Species distribution models (SDMs) for geographical range prediction (Segurado & Araújo 2004; Guisan & Thuiller 2005; Elith et al. 2006) assume that species' occurrence is determined by an immediate response of individuals to environmental variation (equilibrium of species' distribution in relation to climate, sensu Araújo & Pearson 2005). This is expected only under unlimited dispersal (or if dispersal is at least as fast as the changes in environmental conditions) and very high extinction rates outside the limits of species' environmental ‘envelope’.

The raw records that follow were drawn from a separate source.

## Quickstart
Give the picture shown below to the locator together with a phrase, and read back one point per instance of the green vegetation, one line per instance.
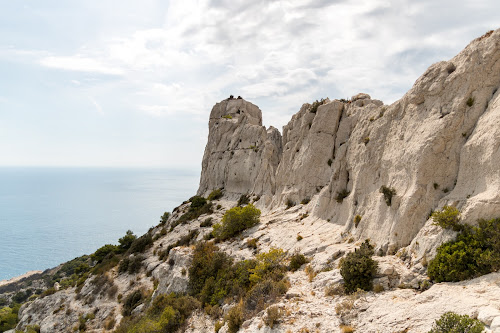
(296, 261)
(316, 104)
(342, 195)
(168, 313)
(243, 200)
(447, 218)
(357, 219)
(215, 194)
(215, 277)
(129, 238)
(164, 218)
(8, 317)
(475, 252)
(358, 268)
(451, 322)
(470, 101)
(236, 220)
(388, 193)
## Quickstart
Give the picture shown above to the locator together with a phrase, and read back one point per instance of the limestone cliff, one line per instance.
(241, 156)
(437, 145)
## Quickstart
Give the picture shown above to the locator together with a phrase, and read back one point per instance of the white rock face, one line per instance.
(437, 145)
(241, 155)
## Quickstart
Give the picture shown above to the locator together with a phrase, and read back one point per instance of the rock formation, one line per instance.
(360, 169)
(437, 145)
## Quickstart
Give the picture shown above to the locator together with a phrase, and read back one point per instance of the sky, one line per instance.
(131, 83)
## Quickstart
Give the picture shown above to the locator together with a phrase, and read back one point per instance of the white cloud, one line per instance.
(273, 51)
(80, 64)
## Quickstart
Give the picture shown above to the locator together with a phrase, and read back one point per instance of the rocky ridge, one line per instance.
(436, 146)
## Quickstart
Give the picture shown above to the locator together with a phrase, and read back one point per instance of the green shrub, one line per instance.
(451, 322)
(141, 244)
(132, 301)
(358, 268)
(357, 219)
(215, 194)
(8, 317)
(342, 195)
(131, 265)
(388, 193)
(164, 218)
(234, 318)
(243, 200)
(168, 313)
(475, 252)
(296, 261)
(236, 220)
(274, 314)
(470, 101)
(105, 251)
(127, 240)
(316, 104)
(269, 265)
(206, 223)
(447, 218)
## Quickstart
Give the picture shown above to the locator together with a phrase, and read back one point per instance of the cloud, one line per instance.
(96, 104)
(273, 51)
(80, 64)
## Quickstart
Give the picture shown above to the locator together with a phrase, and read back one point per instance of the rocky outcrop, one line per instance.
(241, 156)
(437, 145)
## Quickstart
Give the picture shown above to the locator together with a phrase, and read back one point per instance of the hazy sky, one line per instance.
(132, 83)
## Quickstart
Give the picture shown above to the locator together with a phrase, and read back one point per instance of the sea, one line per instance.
(52, 215)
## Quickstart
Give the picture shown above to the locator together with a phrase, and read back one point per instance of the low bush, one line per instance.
(243, 200)
(131, 264)
(234, 318)
(269, 265)
(388, 193)
(206, 223)
(132, 301)
(296, 261)
(105, 251)
(215, 194)
(127, 240)
(141, 244)
(342, 195)
(358, 268)
(451, 322)
(164, 218)
(8, 317)
(236, 220)
(447, 218)
(316, 104)
(475, 252)
(274, 314)
(357, 219)
(168, 313)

However, non-equilibrium will arise under different ecological and evolutionary scenarios, so that SDMs may produce biased estimates. First, it could appear by failures in colonization of suitable areas due to recent environmental changes (e.g. habitat destruction, abrupt climatic shifts or physical barriers) or will appear in the initial stages of species' invasion (‘colonization-lag’ non-equilibrium, or CNE, hereafter). In this case, although distribution is actually determined by the environment, generating strong range cohesion (sensu Rahbek et al. 2007), a mismatch between the actual and potential distributions is expected due to historical time lag. Second, complex colonization–extinction dynamics within the species' environmental envelopes, generated by local processes as, for instance, biotic interactions or metapopulation dynamics, will appear as random noise in geographical space. We call this a demographic non-equilibrium (DNE) scenario, which is expected to disrupt range cohesion.

Some recent studies showed that incorporating spatial predictors into SDMs improves model fit (Segurado et al. 2006; Bahn & McGill 2007; Dormann 2007). However, as the two scenarios of non-equilibrium described above will generate different spatial structures (highly structured in CNE and not structured in DNE), it is still necessary to test the performance of autocorrelation models under these scenarios and find how they can be conceptually linked to non-equilibrium dynamics (Araújo & Guisan 2006; Heikkinen et al. 2006). Here we used simulation models, based on cellular automata, to evaluate how a spatially explicit SDM performs under these non-equilibrium scenarios.

2. Material and methods

The use of simulated data is an interesting approach to evaluate SDMs because some important species-range properties affecting modelling efficiency can be controlled for (Hirzel et al. 2001; Austin et al. 2006; Meynard & Quinn 2007). This is usually done by creating a hypothetical species whose occurrences are found within a pre-determined ‘bioclimatic envelope’, and sampled occurrences are then used to evaluate SDM performance by comparison with a known range. As we were interested in dynamic scenarios, we generated non-equilibrium ranges by a spatially explicit simulation of colonization–extinction mechanisms using cellular automata models.

All simulations were based on the premise that species distribution is affected by a simple ‘suitability’ measure, established by the combination of unimodal responses to environmental variables (Meynard & Quinn 2007). This suitability measure was defined for each of the 2545 cells (0.24 decimal degrees cell size) covering the geographical area of the cerrado biome (figure 1), based on four climatic variables (mean annual temperature and its seasonality and mean annual precipitation and its seasonality, from the WORLDCLIM database; available at http://www.worldclim.org) and two topographic variables (altitude and slope, from the Hydro-1K global digital elevation model). The cerrado realm was used here as a computational facility only.

Figure 1.

Figure 1

Simulated range distribution under two scenarios of non-equilibrium (CNE and DNE) at two selected time steps and their predicted distribution obtained by modelling environment alone (ENV) or environment coupled with spatial eigenvectors (ENV+SEVM).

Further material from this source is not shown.